Un culte de la personnalité qui est susceptible de conduire des victimes à se taire par crainte de ne pas être crues. La première a dire clairement la vérité fut une étudiante, ouvrant la porte à d’autres témoignages, montrant à quel point Houston dissimulait des affaires, lui qui avait déjà caché l’agression de son père sur un garçon.

Quand le scandale surgit par une affaire de sexe

Arrivée en 2016 pour étudier au collège Hillsong à Sidney, Anna Crenshaw débordait d’enthousiasme. Elle était attirée par l’énergie de l’Église :

« Au début, c’était génial, très amusant, il y avait beaucoup d’énergie, cela impliquait de rencontrer de nouvelles personnes et de nouveaux amis du monde entier et en Australie. C’était vraiment cool ! »

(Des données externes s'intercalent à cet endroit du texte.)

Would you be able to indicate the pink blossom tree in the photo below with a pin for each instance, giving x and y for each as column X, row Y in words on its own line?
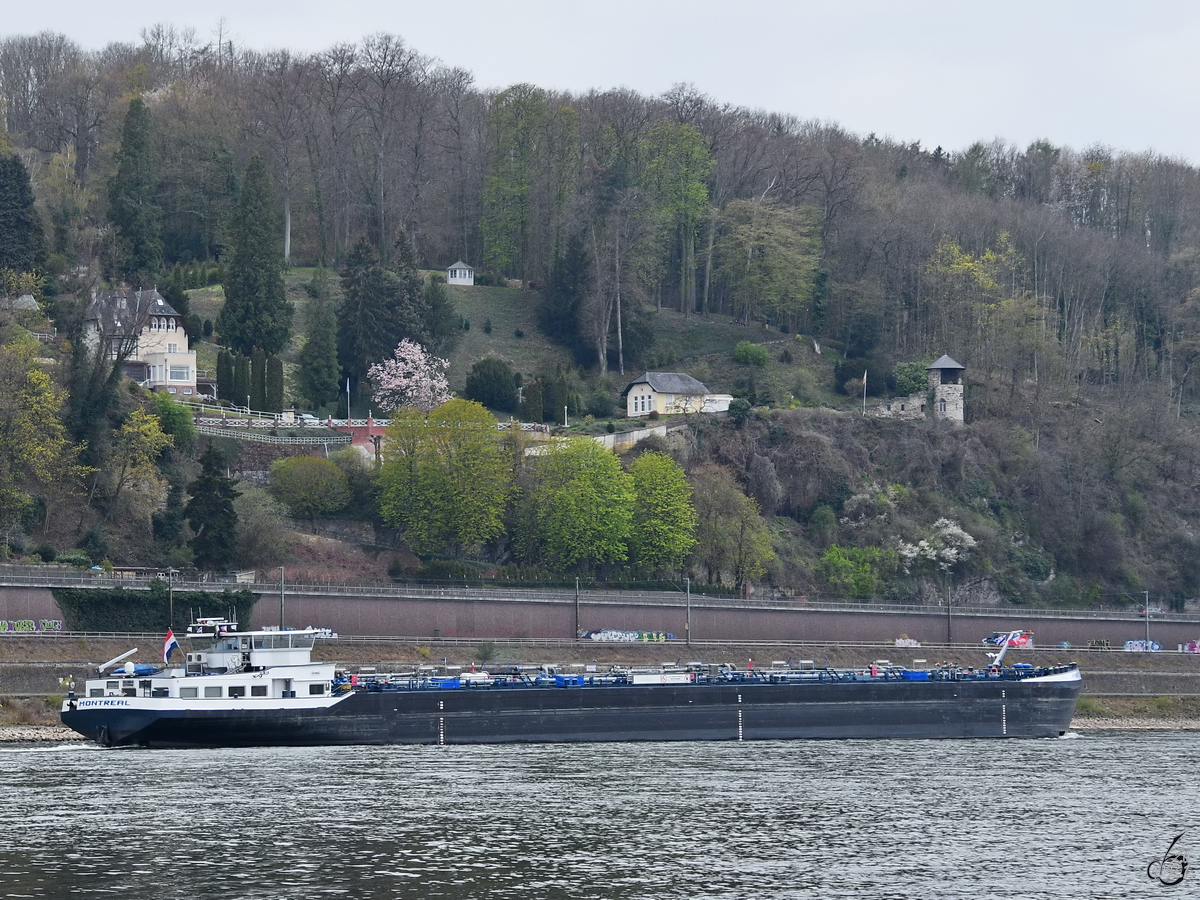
column 412, row 378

Mais la satisfaction de l’étudiante a vite été brisée lors d’une soirée regroupant plusieurs personnes de l’Église quand Jason Mays, un administrateur du mouvement déjà marié, s’est assis à côté d’elle et a posé sa main sur sa cuisse. Crenshaw s’est levée, mais Mays n’a pas hésité à la toucher sans se soucier du regard des autres :

« J’étais debout à côté de lui, me préparant à sortir, et il m’a attrapée et a passé ses mains autour de ma taille, entre mes jambes […] Il a soulevé ma chemise et m’a embrassé le ventre. »

Crenshaw et ses amis se sont précipités dehors et Mays a tenté de rester en leur compagnie, comme elle l’explique dans le reportage qu’a consacré l’émission 60 Minutes Australia à Hillsong.

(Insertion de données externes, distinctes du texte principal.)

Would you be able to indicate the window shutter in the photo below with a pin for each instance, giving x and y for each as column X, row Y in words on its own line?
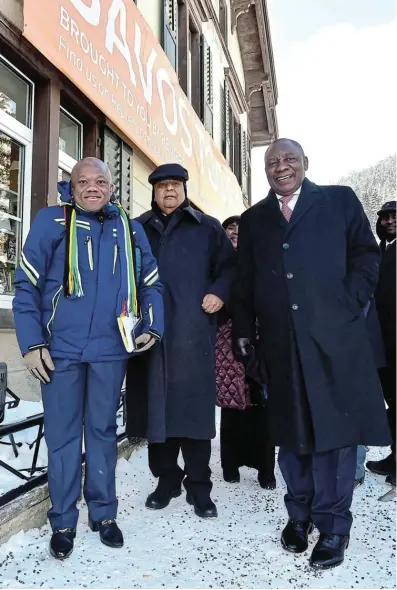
column 244, row 163
column 170, row 31
column 225, row 122
column 118, row 157
column 207, row 116
column 237, row 150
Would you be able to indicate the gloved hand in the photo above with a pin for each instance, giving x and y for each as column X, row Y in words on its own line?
column 144, row 342
column 242, row 346
column 212, row 304
column 37, row 361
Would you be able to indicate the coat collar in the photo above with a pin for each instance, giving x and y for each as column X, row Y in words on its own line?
column 309, row 196
column 151, row 216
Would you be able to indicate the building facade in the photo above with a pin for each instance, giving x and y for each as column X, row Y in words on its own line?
column 136, row 84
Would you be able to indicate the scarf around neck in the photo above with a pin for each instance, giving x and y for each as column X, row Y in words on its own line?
column 127, row 303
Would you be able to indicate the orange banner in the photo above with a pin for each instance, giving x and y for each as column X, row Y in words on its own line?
column 107, row 50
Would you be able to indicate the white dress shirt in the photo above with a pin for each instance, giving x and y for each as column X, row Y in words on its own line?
column 292, row 202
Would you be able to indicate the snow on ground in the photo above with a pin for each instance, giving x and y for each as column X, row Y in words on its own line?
column 173, row 548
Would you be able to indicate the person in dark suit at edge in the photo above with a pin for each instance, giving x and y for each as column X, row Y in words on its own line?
column 385, row 297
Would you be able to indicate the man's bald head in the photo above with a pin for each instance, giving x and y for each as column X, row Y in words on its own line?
column 91, row 184
column 285, row 165
column 93, row 162
column 285, row 142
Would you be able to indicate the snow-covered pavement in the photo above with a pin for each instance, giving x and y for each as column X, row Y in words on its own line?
column 173, row 548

Malgré la commission de l’agression en public, l’étudiante a fait face au silence de l’Église quand elle en a informé ses responsables en 2018. Trois mois après le signalement, ils n’avaient toujours pas interrogé Mays.

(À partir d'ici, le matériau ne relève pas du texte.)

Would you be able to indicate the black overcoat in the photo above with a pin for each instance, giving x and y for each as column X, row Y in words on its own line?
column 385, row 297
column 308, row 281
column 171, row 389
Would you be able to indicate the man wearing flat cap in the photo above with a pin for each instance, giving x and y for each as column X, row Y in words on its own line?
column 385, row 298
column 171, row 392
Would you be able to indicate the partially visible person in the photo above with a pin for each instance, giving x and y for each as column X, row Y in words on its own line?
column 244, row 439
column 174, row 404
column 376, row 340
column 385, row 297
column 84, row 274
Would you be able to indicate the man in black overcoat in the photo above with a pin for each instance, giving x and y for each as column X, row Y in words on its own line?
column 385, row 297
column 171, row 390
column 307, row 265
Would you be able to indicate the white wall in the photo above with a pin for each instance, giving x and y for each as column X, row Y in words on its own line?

Plus encore, la femme de ce dernier est devenue la nouvelle dirigeante de la congrégation que fréquentait Crenshaw. En désespoir de cause, la jeune femme a fini par alerter son père, pasteur pentecôtiste en Pennsylvanie, aux États-Unis, qui a fait pression pour que Hillsong signale l’affaire à la police. Néanmoins, l’Église s’est montrée très peu coopérative durant l’enquête judiciaire, selon Ed Crenshaw, le père d’Anna :

« Même quand la police a mené les investigations, Hillsong n’a pas pleinement coopéré. Tout a été fait pour minimiser, rendre floue l’histoire afin qu’Anna renonce. »

Finalement, Mays a plaidé coupable, mais Hillsong lui a tout de même octroyé une promotion à la grande surprise de sa victime. Hillsong lui a donné une seconde chance car, malgré son plaider coupable, d’autres personnes n’ont pas pleinement corroboré la version de Crenshaw.

Les raisons retenues pour ignorer les aveux ne peuvent que stupéfier :

« L’une des pierres angulaires de nos croyances bibliques en tant que chrétiens est le pardon et la rédemption. Il est important que Jason en bénéficie également. »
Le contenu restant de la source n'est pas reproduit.